Depending on the use case, you may need to build three separate versions of a single course. A standard eLearning course for PCs or laptops, a mobile friendly e-learning course which takes away all the graphical elements and makes decisions based on real estate over aesthetic properties, and the third option heavily focused on audio elements such as narration with simple validation after the learner has heard the content.

One might ask which of these three options is best. The answer largely depends on factors like depth of content, available resources, and desired flexibility of learning. These days, it’s common to get the learner in, give them the content they require, and get them “graduated” as soon as possible. The days of 30-minute eLearning courses are behind us, as learners want fast courses with no frills.

To that end, if told by management that we could only offer one version of this course, I would go with the narration and validation method. Even if your learner is not halfway to Glasgow by now, their lives are without a doubt very busy, and giving them the option to multitask would be helpful in terms of completion rates. Their learning preference might be frightening for us as learning professionals, but as humans, we understand that this is the life we live now. A lot of our learning will take place in between meetings or in the minuscule cracks in our schedule.

Making an LMS display “mobile” courses may be possible, but the trick is building courses that are optimized for mobile consumption from the start. To successfully build a course that is mobile-friendly, you need to think about managing resources. Everything in a mobile-friendly course is about making the most out of what you have available to you.

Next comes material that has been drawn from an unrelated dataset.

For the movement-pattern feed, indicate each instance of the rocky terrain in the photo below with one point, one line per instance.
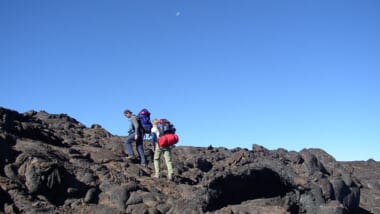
(51, 163)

  1. Screen Size: How can you maximize what you show without screen clutter? Remember, even in the smartphone market, there are huge variations in screen size and resolution.  It’s safer to work to the lowest common denominator so that you know everyone will be ok.
  2. Data: How can you make the course as data-efficient as possible? Fancy HD graphics are all well and good in an office with brilliant Wi-Fi, but remember, your audience may well be next to me on the 1706 to Glasgow Central (Now approaching Armadale, mind the gap). They are probably paying for their own data usage and the signal strength will ebb and flow. A solid color vector background at 6kb against a full HD photo image background at 2.8mb is going to be necessary trade-off.
  3. Session length: Mobile learning sessions need to be short and punchy. Let the user get in, get what they need, and get out. If your course content runs to 30 minutes, it might be a good idea to revisit the bare minimum requirements you have set and be honest with yourself and your stakeholders, or break the content down into several smaller sessions.
  4. Easy = Happy: Make the course easy to consume and engage with. I am not suggesting making the content easy, but rather making the course easy to use. Nothing will lose your audience quicker than bugs, crashes, and confusion.
  5. Test. Test. Test: Before you launch your course try and test it on as many devices as you have. My mum has a brand of smartphone I had never heard of before and I borrow it to check all my courses. Please don’t forget to check your course in the real world, the course might work perfectly on your office Wi-Fi, but what about sitting on a bench at the park on 4G…. if nothing else it gets you out of the office for 15 minutes, bring bread and feed the ducks.

In the future, we can anticipate a rise in demand of “at my convenience” training from learners. Mobile learning will definitely play a larger and larger role in how we all learn. If you need any proof of this, look at the YouTube shorts or TikTok learning trends… How do people consume content on these platforms? You got it - on their mobile.